Karriereende, CEO, beruflicher Abstieg, Rücktrittsforderung

Demands to resign? How CEOs and founders should react

The career of a CEO can be over sooner than you think: it happens faster than you can imagine.

In today’s unforgiving business environment, the distance between boardroom success and public scrutiny is alarmingly short. A single misstep – whether a regulatory probe, a governance issue, or even the amplification of critical media coverage – can catapult a CEO or co-founder into the centre of a reputational firestorm.

What often follows is not subtle: headlines demanding accountability, investor unease, regulators exerting pressure, and in some cases, explicit calls for resignation. From N26 to Brad Heppner, or Erica Williams’ experience with the US SEC, these examples illustrate the reality that leadership can shift from influence to vulnerability almost overnight.

The stakes in such situations extend well beyond the individual. At risk is the trust that underpins the organisation itself – trust from investors, employees, customers, and regulators.

In these moments, communication is not an accessory; it is the leadership act that defines whether an organisation weathers the storm or loses its licence to operate.

A guide for executives to act when the pressure to resign intensifies

  1. Leadership Begins With Composure

Crisis amplifies noise. Social media outrage, speculative commentary, and emotive headlines can create an environment where panic feels justified. But haste is the enemy of credibility.

The first move must always be a calm, fact-based assessment:

  • What is the regulatory requirement versus the media narrative?
  • What facts are verified versus speculation?
  • What legal and organisational pathways exist?

Alignment with the board, legal counsel, and communications advisors is critical. Without clarity, there can be no credible strategy.

  1. Employees Before Headlines

Executives often underestimate the internal dimension of reputational crises. Too many rush to issue a press release while employees are left to learn the news second-hand. This is a strategic mistake.

Employees are not only the backbone of continuity; in a crisis, they become the organisation’s most powerful ambassadors. They must hear first – or, in listed companies, at the very least simultaneously with ad hoc disclosures. The messaging should be clear: the company recognises the seriousness of the situation, is evaluating all options, and remains operationally stable regardless of individual leadership outcomes.

When employees are informed and engaged, they project resilience. When they are ignored, they spread uncertainty.

  1. Silence is Not Neutral

Waiting out the storm rarely works. In the absence of clarity, others will define the narrative. Regulators interpret silence as evasion, media read it as weakness, and investors lose patience.

What is required is a precise, consistent statement anchored in principles: integrity above personal interest, the primacy of stakeholder trust, and transparent next steps. A disciplined message architecture – the executive’s Message House – ensures that every external communication reinforces these points.

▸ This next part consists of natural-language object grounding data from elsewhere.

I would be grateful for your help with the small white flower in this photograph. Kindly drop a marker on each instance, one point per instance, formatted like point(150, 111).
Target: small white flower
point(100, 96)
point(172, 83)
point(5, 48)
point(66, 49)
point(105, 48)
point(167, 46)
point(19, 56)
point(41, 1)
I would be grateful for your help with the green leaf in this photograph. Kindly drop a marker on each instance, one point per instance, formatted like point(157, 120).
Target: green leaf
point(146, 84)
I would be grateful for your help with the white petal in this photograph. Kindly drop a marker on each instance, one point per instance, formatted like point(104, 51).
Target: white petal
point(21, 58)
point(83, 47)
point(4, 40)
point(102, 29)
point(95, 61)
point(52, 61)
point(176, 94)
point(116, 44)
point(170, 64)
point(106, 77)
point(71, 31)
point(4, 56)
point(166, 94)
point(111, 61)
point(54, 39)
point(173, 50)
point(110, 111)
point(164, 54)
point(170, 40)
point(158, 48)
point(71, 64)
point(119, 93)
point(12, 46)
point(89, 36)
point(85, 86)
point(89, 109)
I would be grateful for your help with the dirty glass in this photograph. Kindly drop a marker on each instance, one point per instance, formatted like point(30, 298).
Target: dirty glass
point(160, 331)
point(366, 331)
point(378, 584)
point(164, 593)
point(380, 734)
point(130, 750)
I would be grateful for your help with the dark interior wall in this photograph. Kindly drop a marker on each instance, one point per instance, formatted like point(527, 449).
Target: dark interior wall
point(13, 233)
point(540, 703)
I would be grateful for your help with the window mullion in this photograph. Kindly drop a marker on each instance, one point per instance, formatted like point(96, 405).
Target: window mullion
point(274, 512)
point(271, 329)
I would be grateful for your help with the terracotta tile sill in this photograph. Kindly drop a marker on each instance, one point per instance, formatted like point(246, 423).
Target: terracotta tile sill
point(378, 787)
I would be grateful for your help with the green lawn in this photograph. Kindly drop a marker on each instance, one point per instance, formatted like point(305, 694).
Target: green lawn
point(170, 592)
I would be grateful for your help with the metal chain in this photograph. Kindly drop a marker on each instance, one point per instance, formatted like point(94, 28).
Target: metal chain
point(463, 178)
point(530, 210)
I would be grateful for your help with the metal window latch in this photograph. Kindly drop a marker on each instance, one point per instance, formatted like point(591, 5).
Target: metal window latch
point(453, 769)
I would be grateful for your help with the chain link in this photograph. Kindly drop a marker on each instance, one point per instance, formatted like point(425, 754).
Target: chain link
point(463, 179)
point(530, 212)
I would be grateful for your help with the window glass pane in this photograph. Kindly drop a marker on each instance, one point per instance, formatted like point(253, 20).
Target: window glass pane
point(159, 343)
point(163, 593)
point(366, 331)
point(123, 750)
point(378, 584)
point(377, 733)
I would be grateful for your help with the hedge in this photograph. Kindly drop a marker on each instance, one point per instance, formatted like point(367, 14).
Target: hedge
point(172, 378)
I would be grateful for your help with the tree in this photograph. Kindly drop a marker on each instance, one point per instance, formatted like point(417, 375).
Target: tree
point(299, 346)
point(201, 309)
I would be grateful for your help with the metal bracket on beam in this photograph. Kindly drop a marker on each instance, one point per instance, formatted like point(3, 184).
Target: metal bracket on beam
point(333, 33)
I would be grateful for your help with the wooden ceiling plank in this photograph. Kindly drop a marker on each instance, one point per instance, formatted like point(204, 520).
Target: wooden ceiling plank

Tone matters. Defensive rhetoric or blame-shifting weakens the brand. Respectful, factual, solution-oriented language strengthens it.

  1. The Executive’s Demeanour is the Message

For the leader in question, posture matters as much as policy. In the eye of a crisis, the way one carries themselves sets the tone for the entire organisation.

  • Signal responsibility: “If stepping aside serves the company, I am prepared to do so.” That is not weakness; it is integrity.
  • De-personalise the debate: The company’s mission and continuity must be presented as paramount.
  • Reject victimhood: Even if the scrutiny feels unfair, self-pity erodes authority. Strength is the ability to rise above and focus on the bigger picture.

A composed and dignified leader can transform what could be a reputational collapse into a moment of earned respect.

  1. Always Prepare Two Scripts

Resignation or retention – both outcomes require careful preparation.

  • If resignation occurs: Communication must honour the individual’s contributions while simultaneously shifting focus to succession and the future. The signal: continuity is assured.
  • If resignation does not occur: A transparent rationale is non-negotiable. Stakeholders must understand why stability, in this case, outweighs disruption.

In both scenarios, the essential message is identical: the company is decisive, stable, and acting in the best interests of its stakeholders.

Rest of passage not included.